We have a crazy ride ahead of us, and at this point all I can do is educate myself as much as possible about her condition. She has an appointment tomorrow with the pediatric cardiopulmonologist at the Cystic Fibrosis center in Oklahoma city to start her treatment. As of right now she will starting with a digestive enzyme that she will have to take before every meal she eats to help her pancreas send the right signals to keep the good nutrients and get rid of the waste. At this point it looks like her pancreas is working to where she is gaining weight, but at the same time she is also disposing more than what she should be of the healthy nutrients. Eventually, without the digestive enzyme she would stop growing and basically starve where her body would just get rid of everything that she eats and not store anything.
She will have to be suctioned to clear out the mucous of her lungs and digestive system that she will not be able to break up. Not being able to break up the mucous scares me and I pray that the lord with allow me to keep my intuition and my ears open for when we sleep, just incase she is having trouble and I don't hear her.
Our main goal for now is to start the treatment and focus on keeping her from getting as few pneumonia's as possible to keep from doing damage to her lungs. She will have to see the specialist once a month for the first 6 months, then once every 2 months until a year old, and once every 3 months after that.
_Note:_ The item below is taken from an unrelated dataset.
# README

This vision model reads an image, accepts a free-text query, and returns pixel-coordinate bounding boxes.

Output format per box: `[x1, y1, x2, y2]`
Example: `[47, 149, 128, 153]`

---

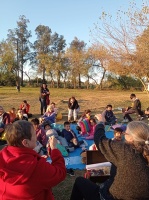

All her doctors will be in Oklahoma City for now, but where the drive is 2 1/2 hours away, the military will be moving us very soon to be with in an hours distance of the nearest CF center especially in emergency situations. So on top of her diagnosis, and dr's appt. we are going to have to get our house ready to sell and move with in the next couple months.
So this is our story for the time being and I will keep you all updated on how Mallory is doing as she grows. If any of you have any experience of living with CF, advice, or help point me in the right direction for support groups, I would greatly appreciate it.
TIA for all of your support.
Re: Living with Cysitic Fibrosis
BFP 3.8.16 EDD 11.20.16
Me: 33, HSG & b/w normal; partial septate uterus DH: 33, SA good but low morphology (3%)
Started trying to make a baby Apr'12 Aug'13 DX: Unexplained Infertility
Sept'13: 50mg Clomid + IUI #1 (13m + 11m post wash) CDs 11&12 + 200mg progesterone 3x daily = BFP! Beta 16dpIUI = 391 EDD 6.14.14 Delivered 6.13.14
Baby #1: expected June 2014
Married DH 7/30/11
CSC arrived 5/7/12
CHC arrived 6/2/14
Thank you all for your love, prayers and support. It's comforting to know that I'm not alone and that there are many people out there are living with this disease and are living full lives. Thank you for suggesting others that I can contact, and providing links that I can go to for information. This is exactly what I needed. Getting the results is all so sudden and I am getting so much information all at once from doctors that it's so hard to retain all the information. So thank you again.